Training and Inference with HugeCTR Model

In this folder, we provide two example notebooks, Training-with-HugeCTR and Triton-Inference-with-HugeCTR, and explain the steps to do inference with Merlin Inference API after training a model with HugeCTR framework.

Getting Started

There are two containers that are needed in order to use the Merlin Inference API. The first one is for preprocessing with NVTabular and training a model with HugeCTR framework. The other one is for serving/inference.

1. Pull the Merlin Training Docker Container:

We start with pulling the Merlin-Training container. This is to do preprocessing, feature engineering on our datasets using NVTabular, and then to train a DL model with HugeCTR framework with processed datasets.

Before starting docker container, first create a nvt_triton directory and data subdirectory on your host machine:

mkdir -p nvt_triton/data/
cd nvt_triton

We will mount nvt_triton directory into the NVTabular docker container.

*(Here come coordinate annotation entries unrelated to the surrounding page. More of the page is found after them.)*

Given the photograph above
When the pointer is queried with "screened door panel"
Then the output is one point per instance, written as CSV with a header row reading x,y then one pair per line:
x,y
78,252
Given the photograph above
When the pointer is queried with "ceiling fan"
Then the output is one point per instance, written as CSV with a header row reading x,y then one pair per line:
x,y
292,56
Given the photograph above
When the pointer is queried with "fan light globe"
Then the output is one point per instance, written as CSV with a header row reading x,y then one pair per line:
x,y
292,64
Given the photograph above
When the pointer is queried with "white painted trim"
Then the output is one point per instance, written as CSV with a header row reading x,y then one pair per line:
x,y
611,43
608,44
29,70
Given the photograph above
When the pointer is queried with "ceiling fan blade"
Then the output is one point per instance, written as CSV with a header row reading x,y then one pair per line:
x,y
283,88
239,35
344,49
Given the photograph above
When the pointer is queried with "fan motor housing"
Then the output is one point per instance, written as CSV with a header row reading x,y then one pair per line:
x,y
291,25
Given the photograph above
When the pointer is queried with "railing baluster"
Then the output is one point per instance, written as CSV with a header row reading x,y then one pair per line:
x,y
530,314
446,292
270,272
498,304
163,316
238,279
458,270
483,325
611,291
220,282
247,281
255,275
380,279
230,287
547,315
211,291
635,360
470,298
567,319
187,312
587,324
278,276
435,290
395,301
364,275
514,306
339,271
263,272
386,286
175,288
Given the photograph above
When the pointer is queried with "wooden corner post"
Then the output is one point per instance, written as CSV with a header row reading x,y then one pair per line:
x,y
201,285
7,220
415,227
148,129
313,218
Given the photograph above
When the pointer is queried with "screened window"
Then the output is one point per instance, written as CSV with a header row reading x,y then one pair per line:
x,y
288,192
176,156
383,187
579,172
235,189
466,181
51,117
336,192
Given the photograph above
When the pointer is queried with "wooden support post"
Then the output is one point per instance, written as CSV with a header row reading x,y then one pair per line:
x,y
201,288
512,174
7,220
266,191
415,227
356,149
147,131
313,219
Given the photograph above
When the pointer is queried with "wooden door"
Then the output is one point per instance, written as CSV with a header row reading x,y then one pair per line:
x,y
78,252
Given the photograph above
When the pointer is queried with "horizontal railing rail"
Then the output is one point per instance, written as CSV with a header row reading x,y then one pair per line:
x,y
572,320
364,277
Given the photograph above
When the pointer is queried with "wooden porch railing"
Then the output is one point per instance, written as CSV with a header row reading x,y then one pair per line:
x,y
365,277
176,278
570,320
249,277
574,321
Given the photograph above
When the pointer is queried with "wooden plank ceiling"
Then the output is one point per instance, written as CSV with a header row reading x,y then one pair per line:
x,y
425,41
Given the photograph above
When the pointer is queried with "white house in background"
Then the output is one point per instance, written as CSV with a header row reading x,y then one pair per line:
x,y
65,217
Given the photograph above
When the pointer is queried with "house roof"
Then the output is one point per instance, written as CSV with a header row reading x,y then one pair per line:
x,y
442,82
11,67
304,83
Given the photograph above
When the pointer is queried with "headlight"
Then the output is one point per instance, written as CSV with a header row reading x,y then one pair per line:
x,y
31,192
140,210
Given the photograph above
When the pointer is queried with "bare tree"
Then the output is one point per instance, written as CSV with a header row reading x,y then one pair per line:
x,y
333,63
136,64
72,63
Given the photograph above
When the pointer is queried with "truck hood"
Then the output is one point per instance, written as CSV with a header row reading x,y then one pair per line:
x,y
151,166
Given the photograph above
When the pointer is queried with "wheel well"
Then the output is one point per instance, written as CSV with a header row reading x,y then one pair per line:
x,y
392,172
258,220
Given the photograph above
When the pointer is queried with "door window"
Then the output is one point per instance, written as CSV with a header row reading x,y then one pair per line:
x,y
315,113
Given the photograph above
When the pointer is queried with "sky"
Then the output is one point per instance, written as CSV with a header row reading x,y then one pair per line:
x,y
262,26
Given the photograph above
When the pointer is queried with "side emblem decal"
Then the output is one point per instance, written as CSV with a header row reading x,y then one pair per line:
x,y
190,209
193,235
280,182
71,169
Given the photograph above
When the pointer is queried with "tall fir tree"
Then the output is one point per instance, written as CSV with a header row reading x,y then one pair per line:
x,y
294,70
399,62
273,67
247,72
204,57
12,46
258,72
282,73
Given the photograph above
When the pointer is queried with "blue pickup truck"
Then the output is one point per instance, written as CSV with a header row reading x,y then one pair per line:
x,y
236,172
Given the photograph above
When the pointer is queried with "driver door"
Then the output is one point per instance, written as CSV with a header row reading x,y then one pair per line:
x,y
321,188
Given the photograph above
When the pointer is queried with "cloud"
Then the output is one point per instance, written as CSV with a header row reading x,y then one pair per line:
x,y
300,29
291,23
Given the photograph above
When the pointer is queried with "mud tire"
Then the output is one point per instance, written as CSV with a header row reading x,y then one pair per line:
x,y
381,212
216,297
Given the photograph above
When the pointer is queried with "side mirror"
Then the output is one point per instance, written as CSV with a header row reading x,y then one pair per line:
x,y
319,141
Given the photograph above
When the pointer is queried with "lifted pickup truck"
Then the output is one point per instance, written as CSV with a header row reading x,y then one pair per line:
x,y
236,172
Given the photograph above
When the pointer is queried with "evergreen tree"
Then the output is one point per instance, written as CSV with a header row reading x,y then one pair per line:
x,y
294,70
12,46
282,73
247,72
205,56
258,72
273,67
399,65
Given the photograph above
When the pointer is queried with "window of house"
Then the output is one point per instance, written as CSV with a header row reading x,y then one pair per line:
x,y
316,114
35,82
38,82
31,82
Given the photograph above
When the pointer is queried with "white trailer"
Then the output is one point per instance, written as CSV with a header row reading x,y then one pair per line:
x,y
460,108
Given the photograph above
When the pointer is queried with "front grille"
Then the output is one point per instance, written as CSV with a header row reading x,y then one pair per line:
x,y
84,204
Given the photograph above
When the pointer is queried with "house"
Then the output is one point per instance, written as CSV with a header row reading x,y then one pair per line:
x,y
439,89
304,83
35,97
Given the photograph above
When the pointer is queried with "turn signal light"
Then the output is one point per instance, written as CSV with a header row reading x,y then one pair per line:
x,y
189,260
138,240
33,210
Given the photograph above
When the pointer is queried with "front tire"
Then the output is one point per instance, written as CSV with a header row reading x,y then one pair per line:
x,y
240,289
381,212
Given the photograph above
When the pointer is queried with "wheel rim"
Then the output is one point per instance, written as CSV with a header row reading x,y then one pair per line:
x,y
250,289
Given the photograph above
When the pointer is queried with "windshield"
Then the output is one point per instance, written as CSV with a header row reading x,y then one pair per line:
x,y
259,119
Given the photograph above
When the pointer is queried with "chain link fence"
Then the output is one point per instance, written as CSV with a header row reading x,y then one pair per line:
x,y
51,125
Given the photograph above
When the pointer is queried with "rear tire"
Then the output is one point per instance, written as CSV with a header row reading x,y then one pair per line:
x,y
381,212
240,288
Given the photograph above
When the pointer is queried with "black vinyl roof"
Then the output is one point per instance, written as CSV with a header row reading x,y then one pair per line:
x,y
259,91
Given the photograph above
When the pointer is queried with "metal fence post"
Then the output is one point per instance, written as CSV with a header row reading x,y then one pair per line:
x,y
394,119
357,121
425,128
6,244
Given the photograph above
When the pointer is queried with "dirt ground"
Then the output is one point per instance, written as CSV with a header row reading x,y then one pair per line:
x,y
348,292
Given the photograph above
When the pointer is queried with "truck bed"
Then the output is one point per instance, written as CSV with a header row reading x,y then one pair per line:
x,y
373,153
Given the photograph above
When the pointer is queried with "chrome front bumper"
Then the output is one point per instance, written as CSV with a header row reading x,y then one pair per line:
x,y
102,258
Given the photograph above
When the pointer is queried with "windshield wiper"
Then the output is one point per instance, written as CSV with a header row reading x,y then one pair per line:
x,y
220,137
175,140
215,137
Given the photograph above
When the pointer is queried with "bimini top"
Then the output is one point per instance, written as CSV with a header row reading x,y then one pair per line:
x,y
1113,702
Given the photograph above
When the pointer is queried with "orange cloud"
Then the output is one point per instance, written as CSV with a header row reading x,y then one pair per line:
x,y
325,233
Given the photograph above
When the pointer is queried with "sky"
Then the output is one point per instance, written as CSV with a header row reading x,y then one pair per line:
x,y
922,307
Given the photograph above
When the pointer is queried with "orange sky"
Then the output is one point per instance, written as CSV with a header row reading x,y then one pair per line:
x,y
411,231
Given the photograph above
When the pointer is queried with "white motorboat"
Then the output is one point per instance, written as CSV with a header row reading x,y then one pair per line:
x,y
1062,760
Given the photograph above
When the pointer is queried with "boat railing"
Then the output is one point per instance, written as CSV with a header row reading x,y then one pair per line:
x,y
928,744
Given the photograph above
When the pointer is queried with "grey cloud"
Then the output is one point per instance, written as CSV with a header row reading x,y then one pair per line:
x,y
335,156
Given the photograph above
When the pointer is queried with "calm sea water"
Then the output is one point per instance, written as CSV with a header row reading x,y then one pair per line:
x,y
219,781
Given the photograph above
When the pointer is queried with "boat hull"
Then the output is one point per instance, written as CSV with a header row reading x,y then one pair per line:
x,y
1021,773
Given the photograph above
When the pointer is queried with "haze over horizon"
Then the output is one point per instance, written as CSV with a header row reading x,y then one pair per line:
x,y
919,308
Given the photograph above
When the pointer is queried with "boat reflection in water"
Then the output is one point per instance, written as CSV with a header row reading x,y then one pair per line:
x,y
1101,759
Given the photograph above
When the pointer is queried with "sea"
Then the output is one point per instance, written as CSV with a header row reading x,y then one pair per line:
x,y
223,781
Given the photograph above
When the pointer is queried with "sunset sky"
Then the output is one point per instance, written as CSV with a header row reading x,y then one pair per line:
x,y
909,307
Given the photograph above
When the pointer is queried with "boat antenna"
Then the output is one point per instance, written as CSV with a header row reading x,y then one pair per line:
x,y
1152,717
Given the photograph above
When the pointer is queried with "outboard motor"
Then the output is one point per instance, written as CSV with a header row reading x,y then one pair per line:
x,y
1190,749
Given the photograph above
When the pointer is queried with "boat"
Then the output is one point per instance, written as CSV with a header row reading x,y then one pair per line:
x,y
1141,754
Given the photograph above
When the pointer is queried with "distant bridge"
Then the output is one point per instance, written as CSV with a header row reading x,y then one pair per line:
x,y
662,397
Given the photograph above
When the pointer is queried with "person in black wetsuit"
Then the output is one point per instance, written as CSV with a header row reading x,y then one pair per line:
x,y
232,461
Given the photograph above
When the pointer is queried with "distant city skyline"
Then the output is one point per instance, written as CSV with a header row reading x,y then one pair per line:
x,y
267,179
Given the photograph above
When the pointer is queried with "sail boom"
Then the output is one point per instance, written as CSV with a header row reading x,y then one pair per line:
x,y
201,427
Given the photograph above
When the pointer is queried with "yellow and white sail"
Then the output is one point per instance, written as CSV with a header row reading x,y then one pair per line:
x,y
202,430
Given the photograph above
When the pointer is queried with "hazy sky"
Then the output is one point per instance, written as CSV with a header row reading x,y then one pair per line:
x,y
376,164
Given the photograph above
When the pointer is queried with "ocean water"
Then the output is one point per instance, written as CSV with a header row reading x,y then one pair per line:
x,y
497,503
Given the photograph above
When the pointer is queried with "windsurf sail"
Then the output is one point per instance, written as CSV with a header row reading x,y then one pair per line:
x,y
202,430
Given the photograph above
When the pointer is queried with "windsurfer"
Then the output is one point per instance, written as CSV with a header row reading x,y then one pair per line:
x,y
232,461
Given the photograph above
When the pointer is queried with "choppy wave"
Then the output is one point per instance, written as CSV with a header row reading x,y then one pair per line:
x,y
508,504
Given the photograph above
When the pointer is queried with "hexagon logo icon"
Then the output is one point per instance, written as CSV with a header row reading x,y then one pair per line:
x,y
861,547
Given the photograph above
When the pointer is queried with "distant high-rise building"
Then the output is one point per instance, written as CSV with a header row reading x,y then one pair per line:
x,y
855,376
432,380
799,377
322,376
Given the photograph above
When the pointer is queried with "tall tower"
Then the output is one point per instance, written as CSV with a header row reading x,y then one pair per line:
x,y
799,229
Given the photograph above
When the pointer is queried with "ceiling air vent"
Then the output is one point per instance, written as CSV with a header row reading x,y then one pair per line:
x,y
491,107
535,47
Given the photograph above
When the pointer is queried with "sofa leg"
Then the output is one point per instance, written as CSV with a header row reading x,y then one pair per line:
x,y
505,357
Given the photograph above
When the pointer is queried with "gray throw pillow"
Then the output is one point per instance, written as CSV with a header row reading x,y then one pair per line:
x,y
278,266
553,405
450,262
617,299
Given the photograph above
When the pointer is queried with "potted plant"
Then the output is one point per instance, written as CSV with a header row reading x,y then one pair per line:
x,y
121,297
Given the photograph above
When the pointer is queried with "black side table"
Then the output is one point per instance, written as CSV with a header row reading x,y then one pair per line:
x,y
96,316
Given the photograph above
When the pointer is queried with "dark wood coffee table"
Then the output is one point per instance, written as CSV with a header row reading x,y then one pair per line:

Merlin containers are available in the NVIDIA container repository at the following location: http://ngc.nvidia.com/catalog/containers/nvidia:nvtabular.

You can pull the Merlin-Training container by running the following command:

docker run --gpus=all -it -v ${PWD}:/model/ -p 8888:8888 -p 8797:8787 -p 8796:8786 --ipc=host nvcr.io/nvidia/merlin/merlin-training:21.11 /bin/bash

The container will open a shell when the run command execution is completed. You’ll have to start the jupyter lab on the Docker container. It should look similar to this:

root@2efa5b50b909:
  1. Start the jupyter-lab server by running the following command. In case the container does not have JupyterLab, you can easily install it using pip.

jupyter-lab --allow-root --ip='0.0.0.0' --NotebookApp.token='<password>'

Open any browser to access the jupyter-lab server using https://<host IP-Address>:8888.

2. Run example notebooks:

There are two example notebooks that should be run in order. The first one Training-with-HugeCTR shows how to

  • do preprocessing with NVTabular

  • serialize and save a workflow to load later to transform new dataset

  • train a HugeCTR MLP model and save it in the /models directory.

The following notebook Triton-Inference-with-HugeCTR shows how to send request to Triton IS

  • to transform new data with NVTabular

  • to generate prediction results for new dataset.

Now you can start Training-with-HugeCTR and Triton-Inference-with-HugeCTR notebooks. Note that you need to mount the directory where your NVTAbular workflow and HugeCTR model is saved when launching the tritonserver docker image as shown below. Then you can run the Triton-Inference-with-HugeCTR example notebook once the server is started.

3. Build and Run the Triton Inference Server container:

  1. Navigate to the nvt_triton directory that you saved NVTabular workflow, Tensorflow model and the ensemble model.

cd <path to nvt_triton>
  1. Launch Merlin Triton Inference Server container:

docker run -it --gpus=all --shm-size=1g --ulimit memlock=-1 --ulimit stack=67108864 -p 8000:8000 -p 8001:8001 -p 8002:8002 -v ${PWD}:/model/ nvcr.io/nvidia/merlin/merlin-inference:21.11

The container will open a shell when the run command execution is completed. It should look similar to this:

root@02d56ff0738f:/opt/tritonserver# 
  1. Your saved models should be in the /model directory. Navigate to the model working directory inside the triton server container to check the saved models:

cd /model
  1. Start the triton server and run Triton with the example model repository you just created. Note that you need to provide correct path for the models directory, and movielens.json file.

tritonserver --model-repository=/model/models/ --backend-config=hugectr,movielens=/model/models/movielens/1/movielens.json --backend-config=hugectr,supportlonglong=true --model-control-mode=explicit

After you start Triton you will see output on the console showing the server starting up. At this stage it does not load any model, you will load the movielens_ens model in the Triton-Inference-with-HugeCTR notebook to be able to send the request. All the models should load successfully. If a model fails to load the status will report the failure and a reason for the failure. Once the models are successfully loaded, you can send requests to the Triton IS.